People connected in space... can dance together...
... by being on opposite sides of an opaque obelisk. Or, you know, you could actually dance together, in actual physical contact, actually looking at each other, rather than some laggy, pointless, abstract acid-trip-inspired video game (which uses more computing power and electrical power than the median US household practically owns).
I don't get the negativity. I've seen the Cube - currently installed at EMP museum - it's a pretty cool art project.
Is it pointless? Yes, but it doesn't have to have a point. It's simply cool way to "transform" you from the meatspace into the "cube space" using modern technology.
I think the hate is the result of how hard they are trying to sell it. My subjective analysis: It is clearly awesome tech, but the obviously high production value of the video detracts from viewers' inclination to appreciate the project.
I suspect the ratio of marketing budget to project budget might be a good informal indicator of this effect. Or maybe it's just an aversion to anything big-budget?
Leave it Microsoft to "innovate" by creating a non-product which purports to connect people who are dancing by...putting a giant Microsoft product between them so they can't see each other. They say it is "virtually connecting people who are separated in physical space". Is it only me who finds this uproariously funny? It's not "virtually connecting" anything! It's putting a big cube in between them. Which separates them. And people are not "separated" in the way they are saying by physical space...since people can see.
I know, I know, it's just a toy to play with, but the way they describe it is so tone-deaf.
The marketing speak from Microsoft is pretty obviously influenced by Steve Jobs keynote references to Apple products living at the "intersection of technology and liberal arts" - http://i.imgur.com/XvT8a.jpg
Not sure for whom this Cube is made. If it's for regular people to dancing together, why there is no regular forks in the video to say something, if it's for artists, why there is no single piece of artwork presented, if it's for tech junkies, well, just show me the codes!
They probably spent 3-6 months on this. To me it comes across like an "innovation center" put together by building a project team out of different skill sets and giving them some leash.

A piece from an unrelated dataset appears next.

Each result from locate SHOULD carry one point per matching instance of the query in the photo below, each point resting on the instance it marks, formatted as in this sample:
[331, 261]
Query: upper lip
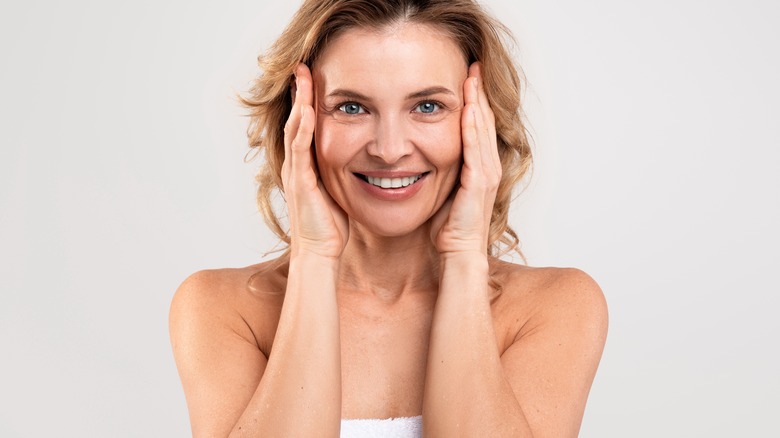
[389, 173]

I'm not sure how this fits into the mobile first or cloud first strategy however. The cube, while I suppose with a team of engineers could be moved and re-displayed, isn't "mobile" at all.
Seriously... I bumped into one of the guys on the opening night. He never said anything about "strategy", only "art". Decibel fest was exactly right place for the cube.
I'm not saying the team doesn't have its own mission, I was pondering how things like the Cube, which is being promoted within the Microsoft brand, fits into their corporate strategy. Its a valid question to ask when its clear they won't consider this project a source of revenue generation in any future timeline.